Responses to increased intracellular Ca 2+ are often mediated by the Ca 2+ -binding protein
calmodulin (CaM). The actions of CaM are mediated by its association with specific target
proteins, some of which are known as CaM-binding proteins, which include kinases such
as CaM kinases (CaMKs) and hemeproteins such as the nitric-oxide synthases (NOSs).
We are interested in calcium signal transduction pathways in the mammalian neural
system, with a particular focus on CaM kinases and neuronal NOS (nNOS).
Co- and post-translational protein modifications increase the diversity of protein structure
and function. We focus on the regulatory mechanism of CaM kinases and nNOS via their
modifications such as phosphorylation, S-nitrosylation, S-glutathionylation, and S-
polythiolation using protein chemistry, molecular biology, and cellular imaging approaches.
- We reported that cysteine hydropersulfide (CysSSH) was generated by cystathionine γ-lyase (CSE) and cystathionine beta-synthase (CBS), which in turn may contribute to other CysSSH derivatives of peptides/proteins (termed reactive sulfur species: RSS), involving in their catalytic activities. We focus on defining the molecular mechanism of RSS-induced regulation of CaM-kinases in cells.

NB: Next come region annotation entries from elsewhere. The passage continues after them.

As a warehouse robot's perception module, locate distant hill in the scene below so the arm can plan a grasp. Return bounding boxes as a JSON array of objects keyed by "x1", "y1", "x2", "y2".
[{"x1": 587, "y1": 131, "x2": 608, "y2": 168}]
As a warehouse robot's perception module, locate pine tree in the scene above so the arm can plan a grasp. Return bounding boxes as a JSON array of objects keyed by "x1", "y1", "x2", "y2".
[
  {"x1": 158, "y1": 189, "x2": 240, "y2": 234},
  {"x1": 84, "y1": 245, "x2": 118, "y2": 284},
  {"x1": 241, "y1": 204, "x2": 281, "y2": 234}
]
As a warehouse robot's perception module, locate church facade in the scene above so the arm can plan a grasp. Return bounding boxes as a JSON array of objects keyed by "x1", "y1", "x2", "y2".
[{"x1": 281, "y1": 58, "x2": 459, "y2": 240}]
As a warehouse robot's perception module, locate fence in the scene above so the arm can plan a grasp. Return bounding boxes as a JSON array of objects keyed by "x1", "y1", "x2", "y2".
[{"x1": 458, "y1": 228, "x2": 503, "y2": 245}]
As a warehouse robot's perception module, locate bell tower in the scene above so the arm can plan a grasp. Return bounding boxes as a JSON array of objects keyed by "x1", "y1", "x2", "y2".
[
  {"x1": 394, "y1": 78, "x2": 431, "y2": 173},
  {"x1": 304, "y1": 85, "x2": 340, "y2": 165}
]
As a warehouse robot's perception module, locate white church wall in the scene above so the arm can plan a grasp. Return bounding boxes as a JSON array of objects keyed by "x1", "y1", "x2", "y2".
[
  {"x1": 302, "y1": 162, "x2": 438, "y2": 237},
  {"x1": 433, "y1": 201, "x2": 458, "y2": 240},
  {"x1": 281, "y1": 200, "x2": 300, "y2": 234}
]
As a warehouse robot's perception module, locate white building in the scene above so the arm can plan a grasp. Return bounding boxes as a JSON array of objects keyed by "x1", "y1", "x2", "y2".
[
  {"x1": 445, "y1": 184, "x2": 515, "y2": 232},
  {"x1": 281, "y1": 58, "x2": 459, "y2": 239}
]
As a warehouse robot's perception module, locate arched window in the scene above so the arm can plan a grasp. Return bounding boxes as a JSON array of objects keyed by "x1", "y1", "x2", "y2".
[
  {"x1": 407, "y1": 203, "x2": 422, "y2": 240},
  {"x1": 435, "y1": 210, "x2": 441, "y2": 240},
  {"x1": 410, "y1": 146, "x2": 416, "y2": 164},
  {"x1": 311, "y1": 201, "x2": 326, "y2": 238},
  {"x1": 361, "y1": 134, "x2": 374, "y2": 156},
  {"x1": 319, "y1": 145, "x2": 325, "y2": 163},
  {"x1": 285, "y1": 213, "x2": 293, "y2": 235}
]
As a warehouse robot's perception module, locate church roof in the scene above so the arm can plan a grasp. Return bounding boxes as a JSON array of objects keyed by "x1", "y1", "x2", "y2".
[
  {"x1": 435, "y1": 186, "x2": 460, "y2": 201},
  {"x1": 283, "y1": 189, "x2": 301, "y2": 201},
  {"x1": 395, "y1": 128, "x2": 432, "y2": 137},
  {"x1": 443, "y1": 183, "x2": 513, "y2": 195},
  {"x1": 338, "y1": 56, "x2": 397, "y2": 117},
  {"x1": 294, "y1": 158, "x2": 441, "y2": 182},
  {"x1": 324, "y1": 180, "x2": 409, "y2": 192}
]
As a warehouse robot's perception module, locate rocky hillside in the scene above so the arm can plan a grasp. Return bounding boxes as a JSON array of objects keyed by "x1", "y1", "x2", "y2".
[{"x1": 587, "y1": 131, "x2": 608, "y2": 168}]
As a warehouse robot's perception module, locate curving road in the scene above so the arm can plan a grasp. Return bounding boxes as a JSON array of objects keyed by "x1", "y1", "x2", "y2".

- We investigate post translational modification of CBS and CSE such asphosphorylation and redox modifications.
- NO is a signaling molecule involved in many physiological and pathological processes. NO signals by activating guanylate cyclase and by S-nitrosylation of many target proteins. We reported that nNOS expression promotes nicotine-induced Ca 2+ influx in cells. We investigate the mechanism of enhancement of Ca 2+ influx in nNOS expressing cells.
- Peripheral neuropathy is a common adverse effect of anticancer drugs. It results in patient suffering and also limits the treatment with potentially useful anticancer drugs.Although many researchers have studied anticancer drug-induced peripheral neuropathy, effective clinical preventive and treatment strategies have not been established. The mechanism is not well understood. We are trying to elucidate the molecular mechanism of peripheral neuropathy induced paclitaxel and oxaliplatin.